In another small clinical trial of seven patients with streptococcal toxic shock syndrome (septic shock with multi-organ failure), all patients received 2–3 high doses of pdC1-INH totaling 6000–10000 units within the first 24 hours after admission. A marked shift of fluid from the extravascular to intravascular compartment was observed (in all but one patient); leading to transient pulmonary edema but also a rapid decrease in the need for vasopressors and fluid replacement [25].
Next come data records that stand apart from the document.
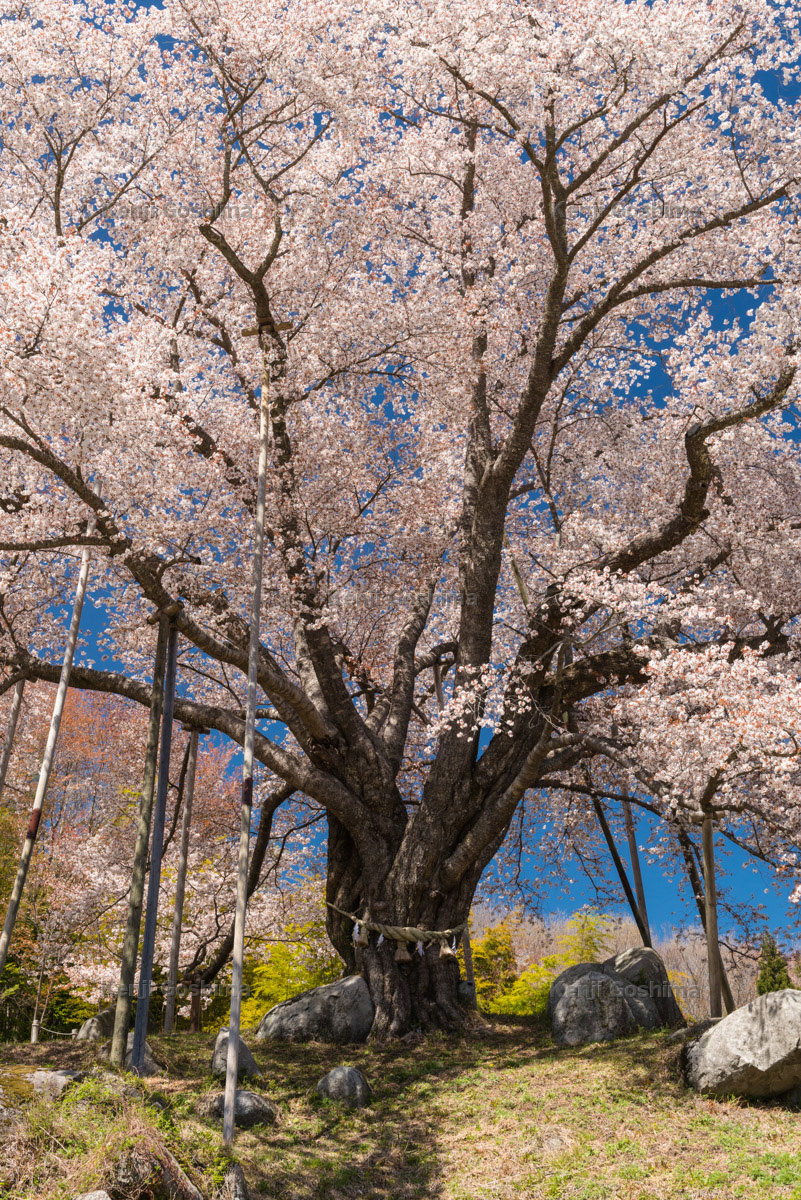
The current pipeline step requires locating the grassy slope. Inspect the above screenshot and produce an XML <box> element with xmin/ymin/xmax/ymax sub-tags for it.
<box><xmin>0</xmin><ymin>1019</ymin><xmax>801</xmax><ymax>1200</ymax></box>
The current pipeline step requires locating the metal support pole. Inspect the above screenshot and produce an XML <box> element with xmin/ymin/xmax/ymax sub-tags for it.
<box><xmin>703</xmin><ymin>811</ymin><xmax>723</xmax><ymax>1016</ymax></box>
<box><xmin>223</xmin><ymin>362</ymin><xmax>270</xmax><ymax>1146</ymax></box>
<box><xmin>0</xmin><ymin>537</ymin><xmax>95</xmax><ymax>974</ymax></box>
<box><xmin>109</xmin><ymin>617</ymin><xmax>169</xmax><ymax>1067</ymax></box>
<box><xmin>164</xmin><ymin>728</ymin><xmax>199</xmax><ymax>1033</ymax></box>
<box><xmin>591</xmin><ymin>796</ymin><xmax>651</xmax><ymax>946</ymax></box>
<box><xmin>0</xmin><ymin>679</ymin><xmax>25</xmax><ymax>799</ymax></box>
<box><xmin>131</xmin><ymin>625</ymin><xmax>177</xmax><ymax>1075</ymax></box>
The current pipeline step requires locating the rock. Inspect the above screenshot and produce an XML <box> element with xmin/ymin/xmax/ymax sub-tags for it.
<box><xmin>456</xmin><ymin>979</ymin><xmax>478</xmax><ymax>1008</ymax></box>
<box><xmin>603</xmin><ymin>968</ymin><xmax>662</xmax><ymax>1030</ymax></box>
<box><xmin>255</xmin><ymin>976</ymin><xmax>375</xmax><ymax>1043</ymax></box>
<box><xmin>216</xmin><ymin>1163</ymin><xmax>251</xmax><ymax>1200</ymax></box>
<box><xmin>31</xmin><ymin>1070</ymin><xmax>84</xmax><ymax>1100</ymax></box>
<box><xmin>668</xmin><ymin>1016</ymin><xmax>722</xmax><ymax>1046</ymax></box>
<box><xmin>98</xmin><ymin>1030</ymin><xmax>164</xmax><ymax>1079</ymax></box>
<box><xmin>603</xmin><ymin>946</ymin><xmax>685</xmax><ymax>1026</ymax></box>
<box><xmin>546</xmin><ymin>962</ymin><xmax>601</xmax><ymax>1020</ymax></box>
<box><xmin>683</xmin><ymin>988</ymin><xmax>801</xmax><ymax>1099</ymax></box>
<box><xmin>211</xmin><ymin>1025</ymin><xmax>261</xmax><ymax>1079</ymax></box>
<box><xmin>201</xmin><ymin>1088</ymin><xmax>278</xmax><ymax>1129</ymax></box>
<box><xmin>109</xmin><ymin>1146</ymin><xmax>204</xmax><ymax>1200</ymax></box>
<box><xmin>317</xmin><ymin>1067</ymin><xmax>373</xmax><ymax>1109</ymax></box>
<box><xmin>552</xmin><ymin>970</ymin><xmax>634</xmax><ymax>1046</ymax></box>
<box><xmin>76</xmin><ymin>1004</ymin><xmax>116</xmax><ymax>1042</ymax></box>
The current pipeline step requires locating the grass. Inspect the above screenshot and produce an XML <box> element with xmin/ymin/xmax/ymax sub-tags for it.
<box><xmin>0</xmin><ymin>1018</ymin><xmax>801</xmax><ymax>1200</ymax></box>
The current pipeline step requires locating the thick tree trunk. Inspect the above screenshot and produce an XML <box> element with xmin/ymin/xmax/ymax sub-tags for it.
<box><xmin>357</xmin><ymin>936</ymin><xmax>465</xmax><ymax>1039</ymax></box>
<box><xmin>326</xmin><ymin>818</ymin><xmax>480</xmax><ymax>1039</ymax></box>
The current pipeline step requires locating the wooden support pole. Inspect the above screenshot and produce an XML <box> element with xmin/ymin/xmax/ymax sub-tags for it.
<box><xmin>592</xmin><ymin>796</ymin><xmax>651</xmax><ymax>946</ymax></box>
<box><xmin>624</xmin><ymin>800</ymin><xmax>652</xmax><ymax>946</ymax></box>
<box><xmin>223</xmin><ymin>362</ymin><xmax>271</xmax><ymax>1146</ymax></box>
<box><xmin>109</xmin><ymin>617</ymin><xmax>169</xmax><ymax>1067</ymax></box>
<box><xmin>0</xmin><ymin>532</ymin><xmax>95</xmax><ymax>974</ymax></box>
<box><xmin>131</xmin><ymin>624</ymin><xmax>177</xmax><ymax>1075</ymax></box>
<box><xmin>164</xmin><ymin>728</ymin><xmax>199</xmax><ymax>1033</ymax></box>
<box><xmin>701</xmin><ymin>810</ymin><xmax>723</xmax><ymax>1016</ymax></box>
<box><xmin>0</xmin><ymin>679</ymin><xmax>25</xmax><ymax>799</ymax></box>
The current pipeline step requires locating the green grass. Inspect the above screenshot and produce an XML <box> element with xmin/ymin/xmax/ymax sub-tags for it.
<box><xmin>4</xmin><ymin>1018</ymin><xmax>801</xmax><ymax>1200</ymax></box>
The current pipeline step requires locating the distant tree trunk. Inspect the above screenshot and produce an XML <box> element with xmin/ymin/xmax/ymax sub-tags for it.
<box><xmin>131</xmin><ymin>624</ymin><xmax>177</xmax><ymax>1073</ymax></box>
<box><xmin>677</xmin><ymin>828</ymin><xmax>737</xmax><ymax>1013</ymax></box>
<box><xmin>110</xmin><ymin>618</ymin><xmax>169</xmax><ymax>1067</ymax></box>
<box><xmin>164</xmin><ymin>728</ymin><xmax>199</xmax><ymax>1033</ymax></box>
<box><xmin>703</xmin><ymin>811</ymin><xmax>723</xmax><ymax>1016</ymax></box>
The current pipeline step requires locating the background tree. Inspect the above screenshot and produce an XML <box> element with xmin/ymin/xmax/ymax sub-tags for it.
<box><xmin>757</xmin><ymin>934</ymin><xmax>795</xmax><ymax>996</ymax></box>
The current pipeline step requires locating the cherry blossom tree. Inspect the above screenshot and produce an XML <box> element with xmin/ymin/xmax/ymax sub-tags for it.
<box><xmin>0</xmin><ymin>0</ymin><xmax>801</xmax><ymax>1036</ymax></box>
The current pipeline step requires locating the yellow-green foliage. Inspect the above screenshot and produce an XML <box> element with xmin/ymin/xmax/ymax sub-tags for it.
<box><xmin>472</xmin><ymin>908</ymin><xmax>613</xmax><ymax>1016</ymax></box>
<box><xmin>236</xmin><ymin>920</ymin><xmax>342</xmax><ymax>1027</ymax></box>
<box><xmin>472</xmin><ymin>917</ymin><xmax>517</xmax><ymax>1013</ymax></box>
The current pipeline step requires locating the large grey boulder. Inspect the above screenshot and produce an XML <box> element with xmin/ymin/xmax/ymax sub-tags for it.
<box><xmin>685</xmin><ymin>988</ymin><xmax>801</xmax><ymax>1099</ymax></box>
<box><xmin>603</xmin><ymin>946</ymin><xmax>685</xmax><ymax>1026</ymax></box>
<box><xmin>317</xmin><ymin>1067</ymin><xmax>373</xmax><ymax>1109</ymax></box>
<box><xmin>97</xmin><ymin>1030</ymin><xmax>164</xmax><ymax>1079</ymax></box>
<box><xmin>211</xmin><ymin>1025</ymin><xmax>261</xmax><ymax>1079</ymax></box>
<box><xmin>76</xmin><ymin>1004</ymin><xmax>116</xmax><ymax>1042</ymax></box>
<box><xmin>255</xmin><ymin>976</ymin><xmax>375</xmax><ymax>1043</ymax></box>
<box><xmin>550</xmin><ymin>970</ymin><xmax>636</xmax><ymax>1046</ymax></box>
<box><xmin>31</xmin><ymin>1070</ymin><xmax>84</xmax><ymax>1100</ymax></box>
<box><xmin>205</xmin><ymin>1088</ymin><xmax>278</xmax><ymax>1129</ymax></box>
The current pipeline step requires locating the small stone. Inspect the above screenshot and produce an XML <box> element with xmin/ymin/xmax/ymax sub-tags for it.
<box><xmin>317</xmin><ymin>1067</ymin><xmax>373</xmax><ymax>1109</ymax></box>
<box><xmin>31</xmin><ymin>1070</ymin><xmax>84</xmax><ymax>1100</ymax></box>
<box><xmin>211</xmin><ymin>1025</ymin><xmax>261</xmax><ymax>1080</ymax></box>
<box><xmin>204</xmin><ymin>1088</ymin><xmax>278</xmax><ymax>1129</ymax></box>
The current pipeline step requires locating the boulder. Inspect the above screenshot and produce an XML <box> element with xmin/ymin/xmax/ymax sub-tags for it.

Thus, this literature, whereby even non-HAE patients gained treatment benefits from C1-INH therapy in a number of critical conditions, helps generate hypotheses to explain some of the treatment benefits of daily infusion of pdC1-INH observed in this case report patient. Furthermore, the long-standing history of HAE in this patient and the fact that he had benefited from the use of pdC1-INH infusion during the previous two major surgical interventions in 1997 and 2000, provided further support that C1-INH infusion likely facilitates much greater control of HAE.

In summary, here we report the first case of HAE with pre-surgical multi-organ failure and significant ascites, likely due to an abdominal HAE attack. The patient responded to IV infusion of pdC1-INH concentrate (1000 units), administered daily for 21 days. Daily IV infusion of pdC1-INH concentrate, in addition to conventional supportive measures, may be an effective option to consider in preventing complications in critically ill patients with HAE. As shown in this case report, HAE can be potentially life-threatening. It is important for patient/family and treating physicians to be aware of this outcome, in order to prevent future occurrences. Lack of awareness of HAE may have contributed to a delay in treatment and unnecessary suffering. Furthermore, the outcome in this case would most likely have been fatal without pdC1-INH concentrate. This case highlights the need to raise the profile of HAE within the medical community.

Consent

Written informed consent was obtained from the next of kin of the patient for publication of this case report and any accompanying images. A copy of the written consent is available for review by the Editor-in-Chief of this journal.